27 octobre. — À Bellevue, chez Charles Edmond qui vient de se faire bâtir un petit palais bourgeois.

Nous allons avec lui chez Berthelot, son voisin, et tombons dans l’intérieur du chimiste. Une petite maison dans les bois. Un jardin plein d’enfants, un salon plein de femmes. Mme Berthelot, une beauté singulière, inoubliable : une beauté intelligente, profonde, magnétique, une beauté d’âme et de pensée, semblable à ces créations de l’extra-monde de Poe.

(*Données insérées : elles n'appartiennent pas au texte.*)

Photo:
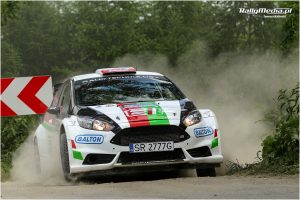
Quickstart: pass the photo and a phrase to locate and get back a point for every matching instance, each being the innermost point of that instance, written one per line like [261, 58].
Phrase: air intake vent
[150, 134]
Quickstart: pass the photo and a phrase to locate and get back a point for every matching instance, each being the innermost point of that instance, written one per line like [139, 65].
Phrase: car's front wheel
[65, 158]
[206, 172]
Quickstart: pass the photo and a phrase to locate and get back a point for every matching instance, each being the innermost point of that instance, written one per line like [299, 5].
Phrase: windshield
[117, 89]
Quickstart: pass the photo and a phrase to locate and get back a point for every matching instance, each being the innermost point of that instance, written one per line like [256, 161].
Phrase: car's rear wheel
[65, 159]
[206, 172]
[37, 158]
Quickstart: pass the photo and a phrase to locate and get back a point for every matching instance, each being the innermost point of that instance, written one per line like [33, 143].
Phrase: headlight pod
[94, 124]
[193, 117]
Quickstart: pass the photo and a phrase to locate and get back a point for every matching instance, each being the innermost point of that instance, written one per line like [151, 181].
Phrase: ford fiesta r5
[120, 119]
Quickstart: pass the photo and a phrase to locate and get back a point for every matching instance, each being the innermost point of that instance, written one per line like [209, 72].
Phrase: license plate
[151, 147]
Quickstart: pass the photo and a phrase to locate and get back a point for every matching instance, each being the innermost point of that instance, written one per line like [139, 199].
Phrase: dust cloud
[239, 88]
[25, 170]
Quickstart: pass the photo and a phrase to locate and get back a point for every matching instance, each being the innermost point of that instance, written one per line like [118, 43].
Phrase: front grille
[199, 152]
[93, 159]
[150, 134]
[129, 158]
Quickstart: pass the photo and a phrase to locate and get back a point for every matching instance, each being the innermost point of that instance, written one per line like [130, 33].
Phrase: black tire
[206, 172]
[37, 159]
[64, 155]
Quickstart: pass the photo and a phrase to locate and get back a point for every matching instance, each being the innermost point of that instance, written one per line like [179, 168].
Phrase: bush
[280, 152]
[14, 131]
[282, 147]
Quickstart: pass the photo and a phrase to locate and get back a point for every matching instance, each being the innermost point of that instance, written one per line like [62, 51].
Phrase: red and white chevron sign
[25, 95]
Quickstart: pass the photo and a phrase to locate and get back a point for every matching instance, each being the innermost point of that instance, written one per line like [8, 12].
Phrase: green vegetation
[62, 37]
[280, 152]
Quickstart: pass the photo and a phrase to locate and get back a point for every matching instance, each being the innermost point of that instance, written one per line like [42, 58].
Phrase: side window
[65, 99]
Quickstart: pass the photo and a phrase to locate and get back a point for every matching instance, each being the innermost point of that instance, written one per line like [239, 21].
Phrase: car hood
[142, 113]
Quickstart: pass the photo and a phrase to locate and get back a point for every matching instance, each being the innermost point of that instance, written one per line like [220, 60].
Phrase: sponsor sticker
[89, 139]
[203, 131]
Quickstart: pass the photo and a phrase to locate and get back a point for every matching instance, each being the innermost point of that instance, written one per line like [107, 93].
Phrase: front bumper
[78, 165]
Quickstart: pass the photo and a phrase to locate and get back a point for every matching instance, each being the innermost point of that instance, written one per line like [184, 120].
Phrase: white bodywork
[47, 136]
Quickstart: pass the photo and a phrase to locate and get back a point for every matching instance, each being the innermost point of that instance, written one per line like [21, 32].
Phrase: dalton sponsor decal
[203, 131]
[89, 139]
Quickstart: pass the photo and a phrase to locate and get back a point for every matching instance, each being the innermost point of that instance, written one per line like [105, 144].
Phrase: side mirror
[54, 110]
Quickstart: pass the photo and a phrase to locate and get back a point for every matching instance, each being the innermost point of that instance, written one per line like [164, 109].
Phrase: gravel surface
[233, 187]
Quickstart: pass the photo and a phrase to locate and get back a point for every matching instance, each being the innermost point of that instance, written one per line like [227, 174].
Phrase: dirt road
[167, 187]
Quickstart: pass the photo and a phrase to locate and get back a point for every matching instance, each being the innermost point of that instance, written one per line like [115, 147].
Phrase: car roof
[97, 75]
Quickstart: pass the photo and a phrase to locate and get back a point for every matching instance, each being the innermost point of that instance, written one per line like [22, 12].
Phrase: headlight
[94, 124]
[193, 117]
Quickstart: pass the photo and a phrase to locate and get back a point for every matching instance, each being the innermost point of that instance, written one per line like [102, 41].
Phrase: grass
[261, 168]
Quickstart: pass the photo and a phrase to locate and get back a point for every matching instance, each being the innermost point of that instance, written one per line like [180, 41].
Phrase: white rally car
[119, 120]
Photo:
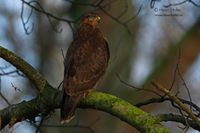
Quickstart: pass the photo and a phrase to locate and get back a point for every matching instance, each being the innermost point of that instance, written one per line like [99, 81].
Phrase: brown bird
[85, 63]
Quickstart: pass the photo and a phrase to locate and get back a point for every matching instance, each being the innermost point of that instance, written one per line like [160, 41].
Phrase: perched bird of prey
[85, 63]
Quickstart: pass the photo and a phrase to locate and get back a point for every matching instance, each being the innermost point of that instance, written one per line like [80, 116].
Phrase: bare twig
[177, 101]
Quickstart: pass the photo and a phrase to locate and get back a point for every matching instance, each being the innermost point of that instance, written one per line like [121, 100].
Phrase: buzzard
[85, 63]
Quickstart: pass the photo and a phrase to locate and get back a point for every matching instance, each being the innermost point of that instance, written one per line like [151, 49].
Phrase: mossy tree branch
[50, 99]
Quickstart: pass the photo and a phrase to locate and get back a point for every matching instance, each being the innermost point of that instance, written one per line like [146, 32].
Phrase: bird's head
[91, 19]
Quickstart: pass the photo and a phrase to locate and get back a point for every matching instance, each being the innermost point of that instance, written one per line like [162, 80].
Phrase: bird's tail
[68, 107]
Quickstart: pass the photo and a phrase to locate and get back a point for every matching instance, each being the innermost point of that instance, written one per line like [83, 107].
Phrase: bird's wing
[85, 66]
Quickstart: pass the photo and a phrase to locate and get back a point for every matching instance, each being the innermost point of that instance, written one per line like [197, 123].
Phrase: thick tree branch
[32, 74]
[180, 119]
[50, 99]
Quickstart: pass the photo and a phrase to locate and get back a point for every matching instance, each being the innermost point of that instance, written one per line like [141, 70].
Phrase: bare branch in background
[40, 9]
[181, 105]
[27, 29]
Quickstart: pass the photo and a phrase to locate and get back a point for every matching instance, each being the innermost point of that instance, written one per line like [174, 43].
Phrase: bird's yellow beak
[98, 19]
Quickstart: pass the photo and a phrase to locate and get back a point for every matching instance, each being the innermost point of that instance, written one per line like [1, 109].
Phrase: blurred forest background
[144, 44]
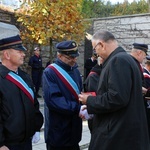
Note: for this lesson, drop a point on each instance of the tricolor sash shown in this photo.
(66, 79)
(17, 80)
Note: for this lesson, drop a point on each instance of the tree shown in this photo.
(46, 20)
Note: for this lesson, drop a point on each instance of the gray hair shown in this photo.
(103, 35)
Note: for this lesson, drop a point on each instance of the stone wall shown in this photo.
(127, 29)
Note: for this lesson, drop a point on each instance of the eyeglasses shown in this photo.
(69, 57)
(94, 49)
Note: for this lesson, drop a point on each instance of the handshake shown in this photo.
(84, 114)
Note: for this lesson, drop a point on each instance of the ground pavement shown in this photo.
(85, 134)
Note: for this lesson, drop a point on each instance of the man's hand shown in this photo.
(4, 148)
(83, 97)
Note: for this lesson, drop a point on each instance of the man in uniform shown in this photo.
(36, 63)
(20, 116)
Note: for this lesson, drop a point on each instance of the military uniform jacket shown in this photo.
(119, 114)
(19, 117)
(146, 74)
(65, 125)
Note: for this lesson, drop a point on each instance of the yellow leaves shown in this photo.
(57, 19)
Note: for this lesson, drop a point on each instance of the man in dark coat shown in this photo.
(119, 121)
(36, 64)
(20, 116)
(90, 63)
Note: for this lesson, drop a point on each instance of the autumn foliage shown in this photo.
(45, 20)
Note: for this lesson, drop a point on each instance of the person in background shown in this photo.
(91, 83)
(36, 64)
(61, 85)
(146, 73)
(90, 63)
(119, 121)
(20, 116)
(138, 53)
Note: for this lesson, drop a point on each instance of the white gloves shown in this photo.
(84, 114)
(36, 137)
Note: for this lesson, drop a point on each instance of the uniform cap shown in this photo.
(13, 42)
(68, 48)
(142, 47)
(36, 48)
(148, 58)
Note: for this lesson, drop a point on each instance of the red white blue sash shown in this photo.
(66, 79)
(17, 80)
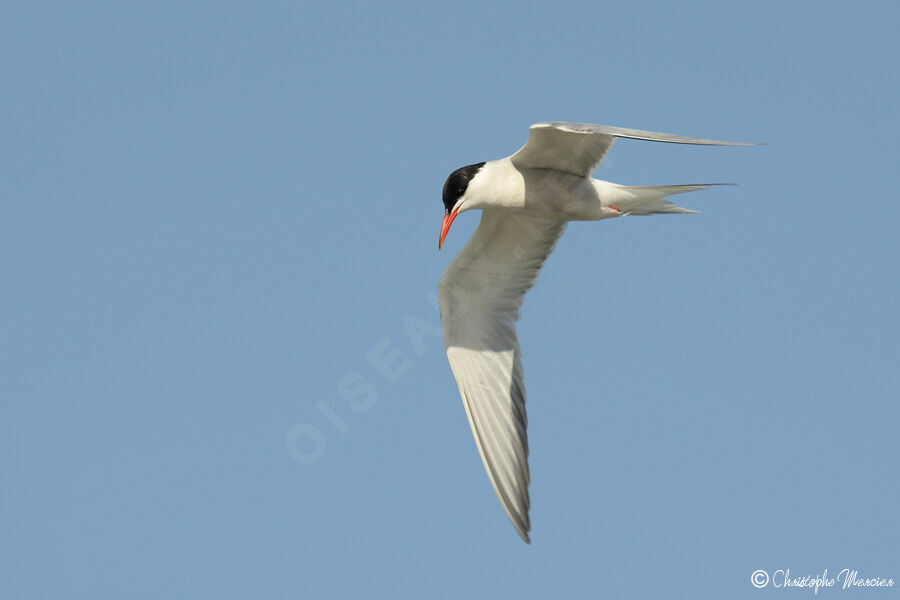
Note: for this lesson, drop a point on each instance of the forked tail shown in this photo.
(651, 199)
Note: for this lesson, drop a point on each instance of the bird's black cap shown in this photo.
(457, 184)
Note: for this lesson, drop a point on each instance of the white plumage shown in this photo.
(526, 200)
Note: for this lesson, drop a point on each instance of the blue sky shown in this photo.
(219, 219)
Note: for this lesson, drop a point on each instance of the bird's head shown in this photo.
(455, 198)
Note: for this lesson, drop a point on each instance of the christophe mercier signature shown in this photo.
(846, 578)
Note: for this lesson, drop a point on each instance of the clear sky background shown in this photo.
(214, 214)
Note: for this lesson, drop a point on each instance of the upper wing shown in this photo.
(579, 148)
(479, 296)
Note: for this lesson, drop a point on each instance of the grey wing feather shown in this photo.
(579, 148)
(479, 296)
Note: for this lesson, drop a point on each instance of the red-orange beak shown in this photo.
(445, 227)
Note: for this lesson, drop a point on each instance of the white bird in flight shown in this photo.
(526, 201)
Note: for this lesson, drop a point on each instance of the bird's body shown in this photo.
(526, 201)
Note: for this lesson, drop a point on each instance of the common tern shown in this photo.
(526, 200)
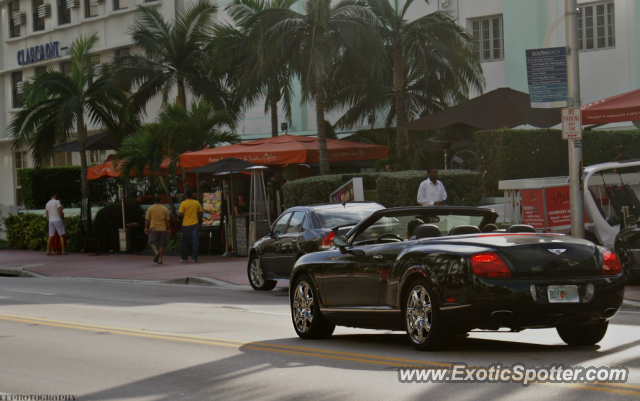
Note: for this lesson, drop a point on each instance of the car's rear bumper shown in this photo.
(491, 304)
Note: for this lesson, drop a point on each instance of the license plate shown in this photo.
(563, 294)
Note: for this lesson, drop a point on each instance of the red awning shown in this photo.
(285, 149)
(619, 108)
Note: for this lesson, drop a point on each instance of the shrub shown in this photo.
(37, 184)
(394, 189)
(516, 154)
(27, 231)
(112, 212)
(464, 188)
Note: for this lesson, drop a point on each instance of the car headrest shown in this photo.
(489, 228)
(461, 230)
(521, 228)
(426, 231)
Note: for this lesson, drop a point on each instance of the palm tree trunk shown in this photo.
(182, 95)
(172, 206)
(322, 135)
(398, 83)
(274, 116)
(86, 190)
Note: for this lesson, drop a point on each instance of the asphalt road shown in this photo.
(101, 340)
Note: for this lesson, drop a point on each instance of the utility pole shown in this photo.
(575, 146)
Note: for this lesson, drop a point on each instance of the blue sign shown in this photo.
(547, 77)
(39, 53)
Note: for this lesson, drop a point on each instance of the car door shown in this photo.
(289, 246)
(270, 256)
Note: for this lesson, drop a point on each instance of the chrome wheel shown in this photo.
(419, 314)
(303, 307)
(255, 272)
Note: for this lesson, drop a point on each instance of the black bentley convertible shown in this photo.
(450, 277)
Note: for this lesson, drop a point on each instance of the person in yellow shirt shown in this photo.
(156, 225)
(190, 210)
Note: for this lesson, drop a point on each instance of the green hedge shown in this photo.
(516, 154)
(464, 188)
(394, 189)
(30, 231)
(37, 184)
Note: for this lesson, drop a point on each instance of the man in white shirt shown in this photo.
(431, 191)
(56, 221)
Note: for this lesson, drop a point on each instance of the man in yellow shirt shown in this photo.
(156, 225)
(190, 210)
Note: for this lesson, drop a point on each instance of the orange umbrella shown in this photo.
(285, 149)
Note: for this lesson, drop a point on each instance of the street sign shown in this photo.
(572, 123)
(547, 77)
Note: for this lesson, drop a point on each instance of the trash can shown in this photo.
(124, 236)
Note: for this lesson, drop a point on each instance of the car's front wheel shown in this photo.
(305, 311)
(424, 325)
(256, 276)
(583, 335)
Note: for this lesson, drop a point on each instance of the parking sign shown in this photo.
(572, 123)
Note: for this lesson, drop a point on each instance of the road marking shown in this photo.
(28, 292)
(615, 388)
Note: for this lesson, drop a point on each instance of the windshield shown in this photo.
(397, 226)
(345, 216)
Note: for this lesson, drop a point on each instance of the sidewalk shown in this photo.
(133, 267)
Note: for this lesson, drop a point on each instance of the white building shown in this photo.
(35, 33)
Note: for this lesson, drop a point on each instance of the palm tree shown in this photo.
(193, 130)
(272, 81)
(56, 107)
(146, 150)
(433, 64)
(311, 41)
(174, 56)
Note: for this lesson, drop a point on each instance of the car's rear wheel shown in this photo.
(256, 276)
(424, 325)
(583, 335)
(305, 311)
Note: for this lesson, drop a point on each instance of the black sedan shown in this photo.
(298, 231)
(450, 278)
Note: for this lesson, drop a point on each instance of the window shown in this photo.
(122, 52)
(65, 67)
(120, 4)
(95, 63)
(295, 225)
(90, 9)
(16, 81)
(488, 34)
(596, 26)
(97, 156)
(14, 8)
(281, 224)
(38, 23)
(64, 13)
(20, 161)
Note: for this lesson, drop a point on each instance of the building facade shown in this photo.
(37, 33)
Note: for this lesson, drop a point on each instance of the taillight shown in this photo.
(610, 263)
(489, 265)
(326, 241)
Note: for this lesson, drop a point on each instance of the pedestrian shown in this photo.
(190, 210)
(157, 226)
(56, 222)
(431, 191)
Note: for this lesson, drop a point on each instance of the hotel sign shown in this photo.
(39, 53)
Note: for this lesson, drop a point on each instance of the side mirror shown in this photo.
(266, 232)
(340, 241)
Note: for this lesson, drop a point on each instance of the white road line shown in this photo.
(28, 292)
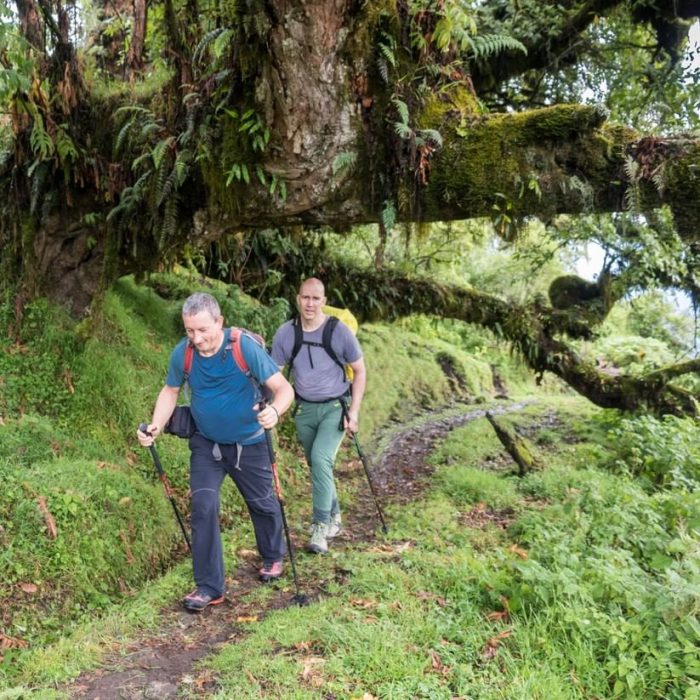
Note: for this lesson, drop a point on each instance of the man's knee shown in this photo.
(205, 504)
(267, 507)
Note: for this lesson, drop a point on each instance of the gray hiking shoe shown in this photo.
(318, 543)
(334, 527)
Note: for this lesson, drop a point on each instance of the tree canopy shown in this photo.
(132, 134)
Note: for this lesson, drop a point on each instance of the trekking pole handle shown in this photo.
(143, 427)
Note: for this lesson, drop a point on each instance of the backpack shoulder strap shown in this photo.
(237, 351)
(187, 365)
(331, 325)
(298, 340)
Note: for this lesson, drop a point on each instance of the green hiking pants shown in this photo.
(320, 435)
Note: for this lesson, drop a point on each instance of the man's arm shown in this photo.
(283, 395)
(165, 405)
(358, 391)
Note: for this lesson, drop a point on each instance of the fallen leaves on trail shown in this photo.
(436, 665)
(491, 647)
(518, 550)
(398, 548)
(246, 553)
(500, 615)
(48, 518)
(312, 672)
(10, 643)
(247, 618)
(427, 595)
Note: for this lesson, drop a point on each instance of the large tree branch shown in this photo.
(548, 49)
(530, 328)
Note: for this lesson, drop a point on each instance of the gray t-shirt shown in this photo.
(317, 377)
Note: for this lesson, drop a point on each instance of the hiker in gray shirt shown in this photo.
(326, 406)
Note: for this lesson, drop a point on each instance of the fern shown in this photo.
(169, 225)
(40, 140)
(388, 54)
(39, 178)
(207, 39)
(383, 70)
(632, 193)
(389, 215)
(426, 135)
(402, 130)
(160, 150)
(222, 43)
(402, 109)
(490, 44)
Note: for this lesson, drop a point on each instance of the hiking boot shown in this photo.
(270, 571)
(318, 543)
(334, 527)
(199, 599)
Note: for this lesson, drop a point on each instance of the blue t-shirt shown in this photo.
(222, 397)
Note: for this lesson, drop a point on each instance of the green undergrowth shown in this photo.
(84, 522)
(572, 582)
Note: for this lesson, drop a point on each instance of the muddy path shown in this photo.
(164, 665)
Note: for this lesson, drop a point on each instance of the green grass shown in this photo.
(595, 610)
(577, 581)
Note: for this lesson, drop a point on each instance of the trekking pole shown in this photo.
(363, 459)
(299, 598)
(166, 485)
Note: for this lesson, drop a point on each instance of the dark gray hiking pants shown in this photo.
(249, 467)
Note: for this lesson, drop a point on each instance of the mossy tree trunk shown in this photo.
(300, 128)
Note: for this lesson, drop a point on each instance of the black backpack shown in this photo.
(325, 343)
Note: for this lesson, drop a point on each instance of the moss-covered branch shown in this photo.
(532, 329)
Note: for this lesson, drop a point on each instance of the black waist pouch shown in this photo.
(181, 423)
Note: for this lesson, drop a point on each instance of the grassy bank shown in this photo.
(85, 524)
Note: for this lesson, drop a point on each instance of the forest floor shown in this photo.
(165, 665)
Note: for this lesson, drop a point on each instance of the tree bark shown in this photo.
(138, 36)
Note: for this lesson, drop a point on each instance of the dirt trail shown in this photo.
(163, 665)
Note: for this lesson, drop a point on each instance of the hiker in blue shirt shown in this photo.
(229, 439)
(326, 408)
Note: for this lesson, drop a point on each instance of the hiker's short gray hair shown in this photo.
(201, 301)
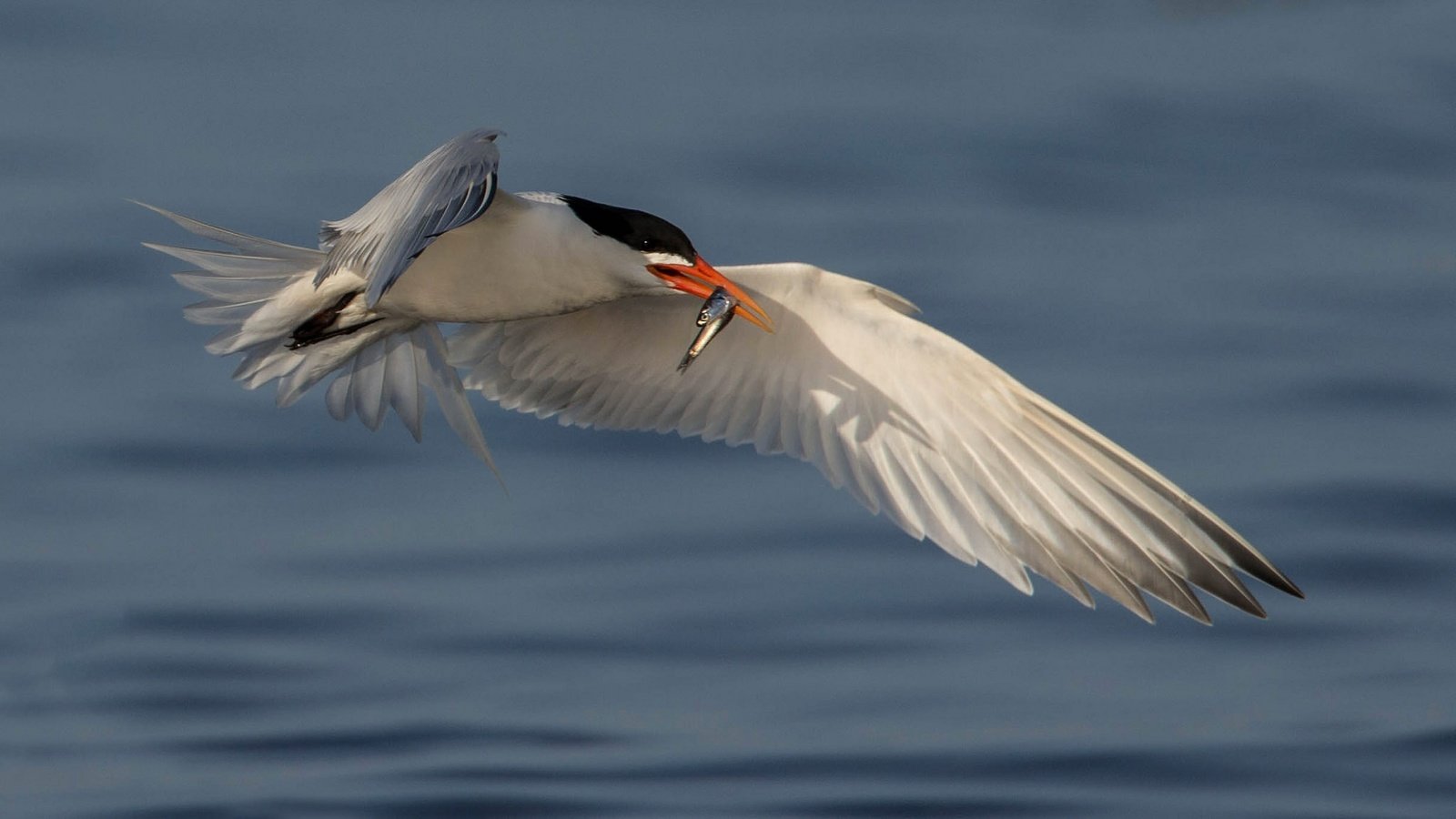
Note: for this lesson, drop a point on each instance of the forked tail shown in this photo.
(288, 329)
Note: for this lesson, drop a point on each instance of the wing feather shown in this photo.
(450, 187)
(909, 421)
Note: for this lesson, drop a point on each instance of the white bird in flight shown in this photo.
(572, 309)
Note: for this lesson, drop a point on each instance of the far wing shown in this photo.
(910, 421)
(449, 188)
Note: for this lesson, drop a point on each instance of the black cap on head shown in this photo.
(640, 230)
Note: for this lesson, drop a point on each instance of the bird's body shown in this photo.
(572, 309)
(528, 257)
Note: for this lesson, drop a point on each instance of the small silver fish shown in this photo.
(715, 315)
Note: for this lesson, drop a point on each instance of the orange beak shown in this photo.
(701, 280)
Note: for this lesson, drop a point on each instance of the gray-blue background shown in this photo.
(1225, 234)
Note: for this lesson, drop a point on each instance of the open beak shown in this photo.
(701, 280)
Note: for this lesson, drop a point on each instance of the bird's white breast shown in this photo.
(524, 257)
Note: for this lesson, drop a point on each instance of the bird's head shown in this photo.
(667, 252)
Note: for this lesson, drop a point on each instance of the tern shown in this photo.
(572, 309)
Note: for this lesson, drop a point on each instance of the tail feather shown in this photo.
(261, 293)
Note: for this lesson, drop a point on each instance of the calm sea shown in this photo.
(1222, 232)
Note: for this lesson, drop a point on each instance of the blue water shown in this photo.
(1225, 234)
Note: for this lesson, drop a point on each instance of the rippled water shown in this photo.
(1225, 234)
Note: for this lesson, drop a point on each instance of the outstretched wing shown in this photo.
(906, 419)
(449, 188)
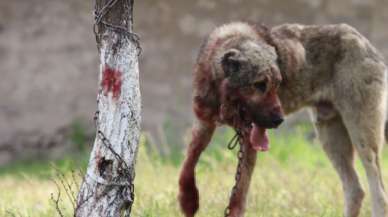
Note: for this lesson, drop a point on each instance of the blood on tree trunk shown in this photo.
(107, 188)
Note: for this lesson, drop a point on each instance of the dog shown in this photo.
(249, 77)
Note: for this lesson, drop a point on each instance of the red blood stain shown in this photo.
(111, 82)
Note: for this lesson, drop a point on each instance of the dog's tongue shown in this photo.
(258, 138)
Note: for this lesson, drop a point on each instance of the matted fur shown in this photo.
(331, 69)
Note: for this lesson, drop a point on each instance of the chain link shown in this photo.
(237, 139)
(98, 20)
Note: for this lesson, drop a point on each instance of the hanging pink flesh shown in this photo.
(258, 138)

Des cheveux à larges bandeaux presque détachés, à l’apparence d’un nimbe, un calme front bombé, de grands yeux pleins de lumière dans l’ombre de leur cernure, un corps un peu plat avec dessus une robe de séraphin maigre. Et une voix musicale d’éphèbe, et un certain dédain dans la politesse et l’amabilité d’une femme supérieure. Un enfant, son aîné, est venu s’asseoir tout contre elle, beau comme un enfant fait au ciel.

Nous battons toute la journée, en compagnie de Berthelot, les bois de Sèvres et de Viroflay, et nous retombons le soir dîner dans le ménage Charles Edmond.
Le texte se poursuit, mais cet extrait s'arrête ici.